Modifications of the general order of training/inference loops in PyTorch Lightning

dilip · August 26, 2020, 6:13pm

I’m trying to figure out the best way to use PL for the following use case: normally when trainer.fit is called, the general order is

Training loop
Validation loop

However, for my use case, I need to run a loop of inference each time I run a training/validation loop to get some relevant information for the updates being done / for retrieving the relevant metrics in the training/validation loop, so the ordering I would like is something like

Inference loop
Training loop
Inference loop
Validation loop

Is this currently feasible with the Trainer class? I’d like to do this without writing a function like fit for this use case, but I can’t find a simple way of doing that so far. Thanks in advance!

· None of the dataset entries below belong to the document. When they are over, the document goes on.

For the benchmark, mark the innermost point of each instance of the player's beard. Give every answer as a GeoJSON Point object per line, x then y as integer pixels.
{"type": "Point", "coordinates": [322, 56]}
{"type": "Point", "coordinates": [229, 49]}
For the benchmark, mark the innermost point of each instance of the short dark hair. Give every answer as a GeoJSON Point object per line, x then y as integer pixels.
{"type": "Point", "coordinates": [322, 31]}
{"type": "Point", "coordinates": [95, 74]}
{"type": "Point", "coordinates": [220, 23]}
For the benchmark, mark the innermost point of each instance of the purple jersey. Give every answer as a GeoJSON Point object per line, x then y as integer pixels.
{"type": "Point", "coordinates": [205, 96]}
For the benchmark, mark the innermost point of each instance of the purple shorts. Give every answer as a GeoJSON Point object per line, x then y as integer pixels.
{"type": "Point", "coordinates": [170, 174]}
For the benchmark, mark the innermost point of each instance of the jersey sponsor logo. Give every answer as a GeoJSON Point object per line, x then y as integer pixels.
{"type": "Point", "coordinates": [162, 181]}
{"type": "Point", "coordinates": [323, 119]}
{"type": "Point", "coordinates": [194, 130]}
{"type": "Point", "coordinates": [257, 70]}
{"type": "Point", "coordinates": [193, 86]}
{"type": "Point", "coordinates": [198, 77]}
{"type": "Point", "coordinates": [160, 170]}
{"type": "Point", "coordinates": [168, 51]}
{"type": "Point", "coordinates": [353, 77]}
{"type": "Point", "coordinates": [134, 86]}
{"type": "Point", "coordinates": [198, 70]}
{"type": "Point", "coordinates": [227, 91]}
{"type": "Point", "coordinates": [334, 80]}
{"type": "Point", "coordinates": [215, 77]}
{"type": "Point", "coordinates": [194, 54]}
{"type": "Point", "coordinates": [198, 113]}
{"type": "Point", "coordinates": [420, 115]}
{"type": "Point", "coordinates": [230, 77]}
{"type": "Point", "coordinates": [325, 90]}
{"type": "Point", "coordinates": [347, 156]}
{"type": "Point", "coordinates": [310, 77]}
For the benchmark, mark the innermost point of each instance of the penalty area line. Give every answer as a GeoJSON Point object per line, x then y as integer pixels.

williamfalcon · August 26, 2020, 6:38pm

I think what you’re looking for is a callback? that callback is called at whatever parts of the loop you want and you can do all the inference you need?

can you post pseudocode about what you are trying to do? just so we can understand the high-level idea

dilip · August 26, 2020, 7:06pm

Sure, here’s some pseudocode for what I’m trying to do:

Given: model, train_dataloader, val_dataloader

for _ in range(max_epochs):
   pre_training_metrics = inference(model, train_dataloader)
   train_metrics = train(model, train_dataloader, pre_training_metrics)
   pre_validation_metrics = inference(model, val_dataloader)
   val_metrics = validate(model, val_dataloader, pre_validation_metrics)

If I understood you correctly, you’re saying that I could achieve the first and third lines of the loop using callbacks, but my concern with that is that I would need to explicitly write an inference loop to grab those pre_training/pre_validation metrics (those are used for e.g. deciding which examples in the dataset to weight more for gradient updates or for aggregating metrics).

Let me know if that makes sense. Thanks!